Mrs. Akeredolu disclosed that every single day in Nigeria, 39 women are diagnosed of cervical cancer, while 22 die on that same day, with breast cancer killing 36 women daily.
The BRECAN founder therefore called for critical evaluation of Nigerian health system and re-model it to ensure accessibility, affordability and quality in order to curb loss to follow-up.
According to her, there is also a need to actively engage religious leaders who in most cases are either the first point of call or the only point of call for women noticing breast cancer symptoms.
“This we’ve started doing in Ondo state as we have just commenced a study to understand the knowledge, perception and pastoral practices relating to breast cancer among Christian religious leaders in Akure, Ondo state.

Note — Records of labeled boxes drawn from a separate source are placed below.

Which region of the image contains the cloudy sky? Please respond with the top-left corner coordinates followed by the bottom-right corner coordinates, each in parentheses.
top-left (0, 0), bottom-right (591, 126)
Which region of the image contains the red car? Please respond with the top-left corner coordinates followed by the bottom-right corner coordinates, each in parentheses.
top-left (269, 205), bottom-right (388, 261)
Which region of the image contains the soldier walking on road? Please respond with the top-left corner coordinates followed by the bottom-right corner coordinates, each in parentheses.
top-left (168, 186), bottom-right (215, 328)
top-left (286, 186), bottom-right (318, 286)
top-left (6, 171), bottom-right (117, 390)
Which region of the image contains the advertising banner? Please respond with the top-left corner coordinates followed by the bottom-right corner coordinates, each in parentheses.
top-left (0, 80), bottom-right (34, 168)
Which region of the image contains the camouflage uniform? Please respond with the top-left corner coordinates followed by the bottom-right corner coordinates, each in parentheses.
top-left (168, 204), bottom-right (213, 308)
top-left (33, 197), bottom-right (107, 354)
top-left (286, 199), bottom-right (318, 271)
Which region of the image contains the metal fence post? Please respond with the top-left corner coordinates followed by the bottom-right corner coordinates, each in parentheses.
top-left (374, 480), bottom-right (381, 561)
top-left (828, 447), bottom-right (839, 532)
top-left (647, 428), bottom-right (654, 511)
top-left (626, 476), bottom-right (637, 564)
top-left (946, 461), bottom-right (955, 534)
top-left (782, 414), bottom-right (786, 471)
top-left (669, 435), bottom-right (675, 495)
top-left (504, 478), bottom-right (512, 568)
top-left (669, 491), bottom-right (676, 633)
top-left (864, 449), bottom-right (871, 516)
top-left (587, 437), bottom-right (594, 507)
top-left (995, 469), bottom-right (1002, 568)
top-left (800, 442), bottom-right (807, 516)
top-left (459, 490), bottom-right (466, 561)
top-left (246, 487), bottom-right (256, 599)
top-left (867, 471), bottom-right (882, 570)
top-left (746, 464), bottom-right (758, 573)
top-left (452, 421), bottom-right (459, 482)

” We are also set to conduct a similar study among Muslim clerics and traditional healers “babalawo” in collaboration with some researchers from University of Washington by August this year.
“Aside from understanding the problems associated with delay in presentation from this angle, these studies are also setting the stage for an effective collaboration with these religious leaders to ensure they provide only psychosocial support and referral services rather than make attempts to treat”.
Mrs. Akeredolu affirmed that, her NGO, BRECAN, has a team of survivors called “Team Survivor” in many parts of the country and they have been providing psychosocial support to breast cancer patient, calling on the government to invest in this area as well.
To achieve cancer care and control, both health providers and civil societies must consciously and conscientiously engage the governments to act more responsibly in ensuring the formulation and implementation of cancer care and control at their respective levels.
Given the low position breast and cervical cancer occupy on the ladder of health priorities in Nigeria, Mrs. Akeredolu called for relentless effort in advocating for government to make both forms of cancer a priority and create a budget with adequate funding for its control.
Her words: “Having survived breast cancer for twenty two years and still counting, there is no better poster child to show that breast cancer can be beaten if you take the right steps at the right time. One of such steps is being breast aware, which I strongly believe is the entry point to surviving breast cancer.
“Yes, we have a lot to do to tame these diseases but we will not quit until breast and cervical cancer case fatalities drop to zero. Given my experience, I can confidently say breast cancer is not a death sentence and it should kill no woman”.
She therefore stressed the need for all hands to be on desk in ensuring that breast and cervical cancer fatalities are reduced to almost zero in Nigeria.